The axial_embedding is working like a charm. Is there any way we can implement the MAT attention technique that you linked in the paper? It might be useful for this particular project.

Finally, as a fellow practitioner, I've been thinking about how deep learning can be applied to this crisis. Evidence shows that deep learning can greatly speed up simulations (https://arxiv.org/abs/2001.08055), and I was wondering if perhaps it will be fruitful to train a differentiable docking function, perhaps specific to the Spike protein of Covid. Such a module could eventually be used in some end-to-end pipeline for evaluating candidates? Anyways, I am much an amateur in this arena, but those are my thoughts.

I believe it's a great idea!
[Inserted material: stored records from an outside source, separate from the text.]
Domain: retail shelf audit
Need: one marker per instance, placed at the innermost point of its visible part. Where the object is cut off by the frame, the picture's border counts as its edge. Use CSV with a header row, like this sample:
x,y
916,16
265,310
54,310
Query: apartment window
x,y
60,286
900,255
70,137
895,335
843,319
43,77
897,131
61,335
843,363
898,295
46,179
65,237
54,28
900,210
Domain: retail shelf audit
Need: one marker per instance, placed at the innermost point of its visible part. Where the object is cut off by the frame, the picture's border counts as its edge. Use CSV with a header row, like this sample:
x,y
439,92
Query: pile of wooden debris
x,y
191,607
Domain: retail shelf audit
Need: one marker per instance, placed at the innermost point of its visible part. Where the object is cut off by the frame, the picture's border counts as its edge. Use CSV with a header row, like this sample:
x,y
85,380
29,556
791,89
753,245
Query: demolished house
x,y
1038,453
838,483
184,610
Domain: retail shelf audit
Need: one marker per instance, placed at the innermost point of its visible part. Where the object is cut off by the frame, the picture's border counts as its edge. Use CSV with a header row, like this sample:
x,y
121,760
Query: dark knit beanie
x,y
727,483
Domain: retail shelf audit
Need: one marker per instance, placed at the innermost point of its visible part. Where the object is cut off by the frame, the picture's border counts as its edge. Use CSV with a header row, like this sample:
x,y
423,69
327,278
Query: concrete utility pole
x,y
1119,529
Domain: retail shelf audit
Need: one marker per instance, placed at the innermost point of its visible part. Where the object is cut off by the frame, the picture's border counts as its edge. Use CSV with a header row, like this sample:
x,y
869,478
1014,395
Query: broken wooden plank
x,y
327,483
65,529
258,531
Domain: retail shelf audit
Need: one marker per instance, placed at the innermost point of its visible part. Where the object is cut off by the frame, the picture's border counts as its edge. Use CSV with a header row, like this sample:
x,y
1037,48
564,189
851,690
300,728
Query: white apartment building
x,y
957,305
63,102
After we have some candidates that are already FDA approved (basically drug relocation) we can do 2 things:

  1. Check if the candidates found can interact with the active-site of the Covid Protein
  2. Check if the novel created molecule can interact with the Covid (Precision Medicine --> Every COVID might have different drugs that works better, based on the genomic mutation the virus undergo during the spread on different people and environments)

The 2. is the longest path since the molecule would need to pass all the FDA test before going to be used on people and it could take years, while the 1. it would be faster since they are already tested from a toxicity point of view and they are already FDA approved hospitals could use candidates on people right away.

I'll come back to you with the GitHub repo link.

Let me know if I can be of any help.

lucidrains commented 4 years ago

@CalogeroZarbo Thanks for sharing your data sources!

Keep us updated on your progress, and don't hesitate to raise any further issues you encounter!

CalogeroZarbo commented 4 years ago

@lucidrains this is the repo for the virus project: https://github.com/CalogeroZarbo/bioshield

I checked the new version of the library with the positional embedding and it works like a charm. Thank you for the fix!